Faster sine and cosine integrals, 6.8.2
Maxim Yurkin
03-08-2008, 05:44 AM
In my program I calculate a lot of (up to 10^8 per run) sine and cosine integrals. Currently I am basically using the routine from NR3 for that. For certain input parameters my program spends significant amount of time on these integrals.
So the question is whether it is possible to accelerate these calculations, and what factor of improvement can be expected. For example, I have taken a quick look at GSL implementation of the same routine. It uses Chebyshev series with 20 precomputed coefficients instead of power series with coefficients computed on the way. But I haven't tried it yet (it uses a lot of GSL-specific code, hence it is not easy to take a single routine out), so the question is can I improve significantly or is NR implementation is close to optimal?
More generally, what are the possibilities for acceleration of multiple function evaluations (e.g. tabulation)? And when this acceleration methods can be beneficial?
davekw7x
03-08-2008, 10:50 AM
...
So the question is whether it is possible to accelerate these calculations
It is (almost) always possible, depending on the actual conditions and requirements.
...what factor of improvement can be expected.
That's an easy question to answer. The answer is: It Depends.
The "optimal" strategy might depend on the range of input values and the error specification. For example, a series that calculates terms "on the fly" and terminates when the results are "close enough" may be more efficient for small values than a routine that does a fixed number of steps with pre-calculated Chebychev coefficients.
As for your specific question, you could make a simple program with nr3 cisi() that calculates elapsed time for a number of iterations. Then write a simple program using gsl_sf_Ci() and/or gsl_sf_Si() and compare results. Use a mix of input values that are typical (or worst-case or whatever is important) for your application.
Note that nr3 cisi actually calculates both the Ci value and the Si value but they are separate functions for gsl.
Note also, that the Numerical Recipes narrative doesn't make any claims for ultimate optimization, but shows a very straightforward and clear implementation that derives from fundamentals.
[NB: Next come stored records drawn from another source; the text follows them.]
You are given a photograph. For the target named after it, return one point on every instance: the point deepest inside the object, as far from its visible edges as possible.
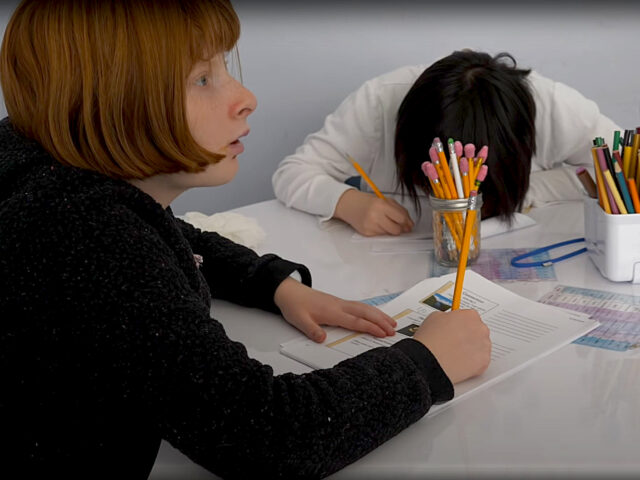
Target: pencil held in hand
(366, 178)
(466, 237)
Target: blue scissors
(516, 261)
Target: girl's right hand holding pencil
(460, 342)
(370, 215)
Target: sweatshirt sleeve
(227, 411)
(236, 273)
(312, 179)
(566, 124)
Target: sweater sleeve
(224, 410)
(312, 179)
(566, 124)
(236, 273)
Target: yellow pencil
(366, 178)
(469, 223)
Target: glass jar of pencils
(449, 218)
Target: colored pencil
(366, 178)
(470, 221)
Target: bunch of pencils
(453, 179)
(617, 173)
(458, 178)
See Footnote.
Here are the results of a couple of simple programs on my Linux system:
Cosine and Sine Integrals with gsl_sf_Ci and gsl_sf_Si
x Ci(x) Si(x)
0.1 -1.727868 0.099944
0.2 -1.042206 0.199556
0.6 -0.022271 0.588129
0.7 0.100515 0.681222
1.8 0.456811 1.505817
1.9 0.441940 1.557775
2.0 0.422981 1.605413
2.1 0.400512 1.648699
2.2 0.375075 1.687625
3.3 0.024678 1.848081
6.3 -0.019888 1.418174
6.4 -0.004181 1.419223
6.5 0.011102 1.421794
6.6 0.025823 1.425816
10.0 -0.045456 1.658348
12.5 -0.011408 1.492337
15.0 0.046279 1.618194
Elapsed time for 1000000 calculations = 14.094999 seconds.
Cosine and Sine Integrals with NR3 cisi
x Ci(x) Si(x)
0.1 -1.727868 0.099944
0.2 -1.042206 0.199556
0.6 -0.022271 0.588129
0.7 0.100515 0.681222
1.8 0.456811 1.505817
1.9 0.441940 1.557775
2.0 0.422981 1.605413
2.1 0.400512 1.648699
2.2 0.375075 1.687625
3.3 0.024678 1.848081
6.3 -0.019888 1.418174
6.4 -0.004181 1.419223
6.5 0.011102 1.421794
6.6 0.025823 1.425816
10.0 -0.045456 1.658348
12.5 -0.011408 1.492337
15.0 0.046279 1.618194
Elapsed time for 100000 calculations = 13.993086 seconds.
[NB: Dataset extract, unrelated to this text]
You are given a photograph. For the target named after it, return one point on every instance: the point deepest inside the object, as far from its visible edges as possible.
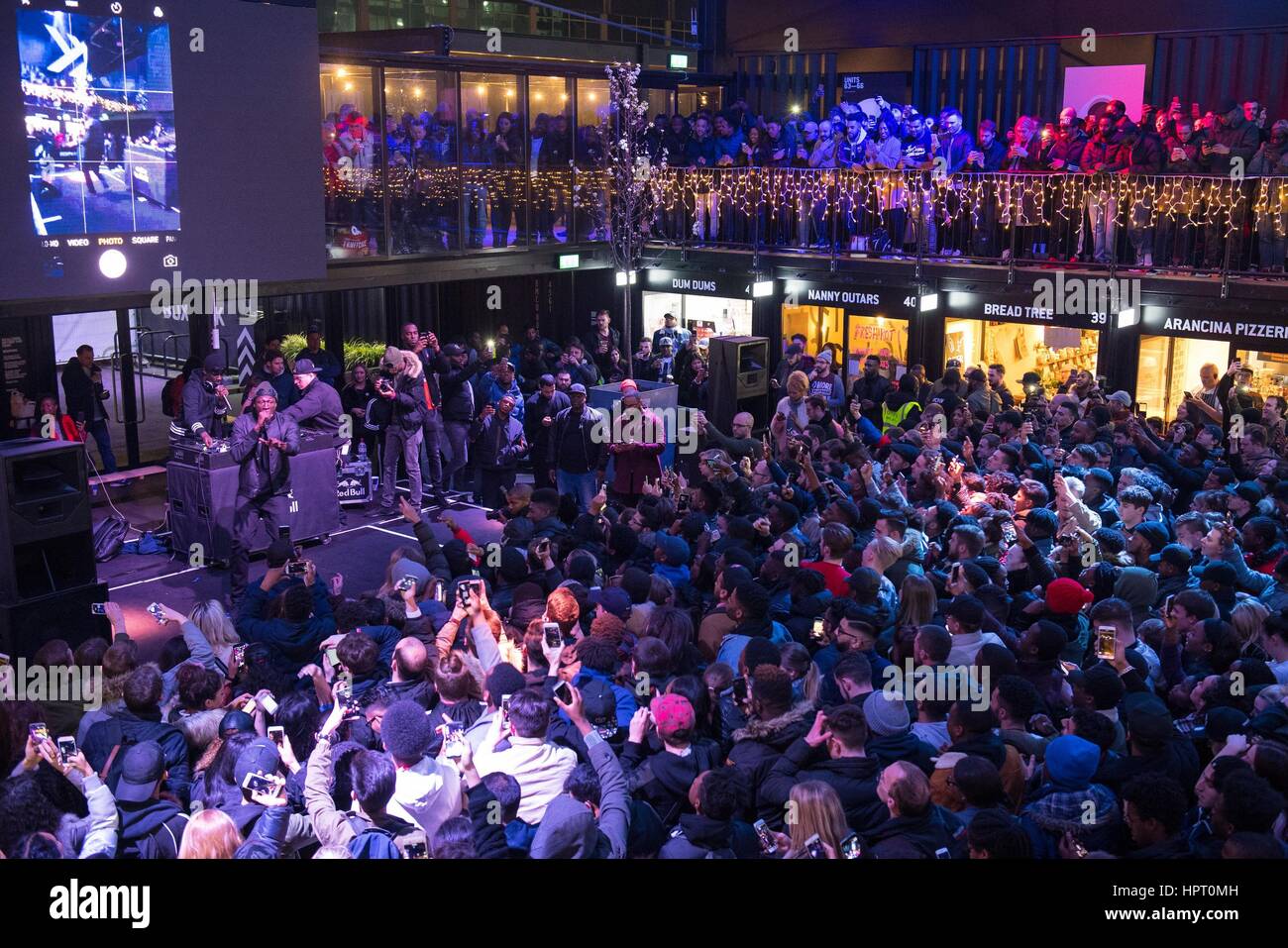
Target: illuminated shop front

Since the number of iterations for the gsl functions is one million and the number for nr3 functions is one hundred thousand and the elapsed times on my not-very-busy Linux system are comparable, one might conclude that, for GNU compilers and for this set of input values, the gsl stuff is faster by a factor of about 10.
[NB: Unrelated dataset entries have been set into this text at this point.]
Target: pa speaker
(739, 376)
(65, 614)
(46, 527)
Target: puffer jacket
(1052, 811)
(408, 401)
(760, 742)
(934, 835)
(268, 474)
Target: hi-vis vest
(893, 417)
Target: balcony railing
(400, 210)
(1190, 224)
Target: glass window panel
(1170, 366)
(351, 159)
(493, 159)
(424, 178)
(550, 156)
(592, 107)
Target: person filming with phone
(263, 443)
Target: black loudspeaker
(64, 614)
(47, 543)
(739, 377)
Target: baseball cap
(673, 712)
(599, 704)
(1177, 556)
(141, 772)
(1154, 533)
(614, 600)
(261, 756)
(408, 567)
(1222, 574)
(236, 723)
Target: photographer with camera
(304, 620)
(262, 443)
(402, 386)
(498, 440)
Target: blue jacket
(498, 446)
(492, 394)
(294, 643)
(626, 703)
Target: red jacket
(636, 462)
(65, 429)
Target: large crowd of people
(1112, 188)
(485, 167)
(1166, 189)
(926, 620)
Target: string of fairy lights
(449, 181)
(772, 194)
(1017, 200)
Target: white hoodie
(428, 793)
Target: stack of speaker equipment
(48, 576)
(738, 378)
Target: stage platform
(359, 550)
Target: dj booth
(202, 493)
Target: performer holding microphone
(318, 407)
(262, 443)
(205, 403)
...when this acceleration methods can be beneficial?
Huh? What the heck do you mean by that? Faster run time is beneficial when it's important to you and your application. Clear, portable code (a short function that doesn't require any other "stuff") may be more important for other people and their applications. See Footnote (again).
Note that I don't necessarily think the gsl code is unclear or nonportable, but, for some people, it may be a little bothersome to extract just the part that you need for your non-gsl application. Whether it's worth it is your call. I mean, it depends. (But I said that already.)
Regards
Dave
Footnote:
"The purpose of computing is insight not numbers."
---Richard W. Hamming.
Maxim Yurkin
03-09-2008, 04:17 AM
Thanks a lot, Dave. Now I see that gsl implementation is definitely worth trying.